We’ve been reading the tea leaves for the last couple of years on Apple’s plans for NFC, our forecast of over 40 million NFC chipsets shipped into the US market in 2011 among them. Apple’s growing pile of NFC-related patent filings is another (see next story). Now we have, via Bloomberg, hardware engineers confirming that the iPhone 5 and the iPad 2 will have NFC capability.
The larger rumor concerns an NFC-based payment service powered by Apple. This would put Apple in competition with no fewer than Visa, MasterCard, PayPal, Google, and the mobile operator-based Isis payment network. Apple will be a very powerful contender in the coming NFC land grab.
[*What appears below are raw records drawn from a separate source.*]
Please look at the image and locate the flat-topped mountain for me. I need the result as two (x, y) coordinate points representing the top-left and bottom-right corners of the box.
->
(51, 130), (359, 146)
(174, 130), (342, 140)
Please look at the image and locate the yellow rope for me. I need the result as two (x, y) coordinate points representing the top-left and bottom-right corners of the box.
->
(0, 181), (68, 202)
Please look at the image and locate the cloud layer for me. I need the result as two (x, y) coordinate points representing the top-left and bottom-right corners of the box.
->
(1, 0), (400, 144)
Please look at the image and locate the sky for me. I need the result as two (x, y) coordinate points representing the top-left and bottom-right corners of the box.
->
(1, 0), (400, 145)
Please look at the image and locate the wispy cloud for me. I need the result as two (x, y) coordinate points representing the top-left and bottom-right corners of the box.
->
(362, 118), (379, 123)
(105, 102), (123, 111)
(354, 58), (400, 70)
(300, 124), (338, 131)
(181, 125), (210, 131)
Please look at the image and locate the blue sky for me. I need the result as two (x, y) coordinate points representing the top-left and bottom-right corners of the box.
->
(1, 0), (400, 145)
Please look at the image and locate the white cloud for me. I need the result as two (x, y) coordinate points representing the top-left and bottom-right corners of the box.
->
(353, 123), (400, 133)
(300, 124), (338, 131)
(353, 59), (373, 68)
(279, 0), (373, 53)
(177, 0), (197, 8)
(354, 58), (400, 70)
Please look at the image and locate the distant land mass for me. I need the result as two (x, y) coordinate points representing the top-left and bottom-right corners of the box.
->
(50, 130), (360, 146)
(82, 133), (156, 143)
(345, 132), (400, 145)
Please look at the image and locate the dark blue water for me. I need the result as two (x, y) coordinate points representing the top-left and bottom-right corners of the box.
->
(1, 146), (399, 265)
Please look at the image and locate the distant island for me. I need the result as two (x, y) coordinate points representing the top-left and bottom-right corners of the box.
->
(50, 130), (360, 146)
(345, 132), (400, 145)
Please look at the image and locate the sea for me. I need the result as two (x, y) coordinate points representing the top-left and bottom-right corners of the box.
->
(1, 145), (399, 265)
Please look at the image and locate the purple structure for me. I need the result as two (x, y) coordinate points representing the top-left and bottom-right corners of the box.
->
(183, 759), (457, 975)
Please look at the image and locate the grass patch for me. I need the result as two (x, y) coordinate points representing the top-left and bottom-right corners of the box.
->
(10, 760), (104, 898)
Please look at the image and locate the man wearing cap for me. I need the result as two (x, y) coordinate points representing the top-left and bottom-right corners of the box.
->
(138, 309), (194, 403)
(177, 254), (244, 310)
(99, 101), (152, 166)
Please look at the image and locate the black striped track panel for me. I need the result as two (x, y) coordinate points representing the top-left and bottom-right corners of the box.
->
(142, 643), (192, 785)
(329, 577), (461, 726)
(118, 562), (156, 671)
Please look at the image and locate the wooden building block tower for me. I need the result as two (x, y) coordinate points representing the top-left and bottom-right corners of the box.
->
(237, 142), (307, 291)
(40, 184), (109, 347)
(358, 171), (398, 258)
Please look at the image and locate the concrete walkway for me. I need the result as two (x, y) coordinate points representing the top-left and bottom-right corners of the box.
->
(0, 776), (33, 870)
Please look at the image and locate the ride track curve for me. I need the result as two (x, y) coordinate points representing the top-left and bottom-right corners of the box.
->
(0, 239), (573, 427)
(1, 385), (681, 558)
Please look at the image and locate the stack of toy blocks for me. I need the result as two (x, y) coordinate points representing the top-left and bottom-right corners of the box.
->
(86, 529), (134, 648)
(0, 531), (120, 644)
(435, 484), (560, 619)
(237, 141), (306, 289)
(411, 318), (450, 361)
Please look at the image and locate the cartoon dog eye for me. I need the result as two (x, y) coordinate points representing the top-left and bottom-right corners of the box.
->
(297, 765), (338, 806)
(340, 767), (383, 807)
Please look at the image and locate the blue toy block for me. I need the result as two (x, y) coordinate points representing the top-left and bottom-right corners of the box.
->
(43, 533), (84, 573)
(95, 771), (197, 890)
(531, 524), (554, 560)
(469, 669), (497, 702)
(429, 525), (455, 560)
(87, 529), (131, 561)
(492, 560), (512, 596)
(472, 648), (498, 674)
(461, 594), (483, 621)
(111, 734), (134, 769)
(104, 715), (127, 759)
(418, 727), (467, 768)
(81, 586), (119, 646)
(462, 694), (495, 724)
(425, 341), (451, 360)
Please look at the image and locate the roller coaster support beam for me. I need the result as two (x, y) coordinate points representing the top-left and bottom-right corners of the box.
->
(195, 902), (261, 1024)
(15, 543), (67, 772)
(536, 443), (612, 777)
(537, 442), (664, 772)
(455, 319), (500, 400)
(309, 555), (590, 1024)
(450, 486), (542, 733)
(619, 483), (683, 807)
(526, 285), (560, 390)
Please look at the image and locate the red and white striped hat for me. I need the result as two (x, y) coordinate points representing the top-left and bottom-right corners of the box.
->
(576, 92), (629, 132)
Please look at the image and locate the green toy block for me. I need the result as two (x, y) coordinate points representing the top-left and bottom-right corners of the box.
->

Payments-related businesses are all firing up their spreadsheets to model the potential impact of the Durbin amendment debit regulations and the low processing cost they’ll require. As ubiquitously, each of those businesses is looking at revenue from the data around the payment, especially advertising and merchandising support. Expect Apple, with its enormous iTunes user base (100 million plus accounts on file) to be selling mobile advertising, merchandising support, and likely get into the couponing business. That’s where a ton of revenue will be made.
Apple Inc. plans to introduce services that would let customers use its iPhone and iPad computer to make purchases, said Richard Doherty, director of consulting firm Envisioneering Group.
The services are based on “Near-Field Communication,” a technology that can beam and receive information at a distance of up to 4 inches, due to be embedded in the next iteration of the iPhone for AT&T Inc. and the iPad 2, Doherty said. Both products are likely to be introduced this year, he said, citing engineers who are working on hardware for the Apple project.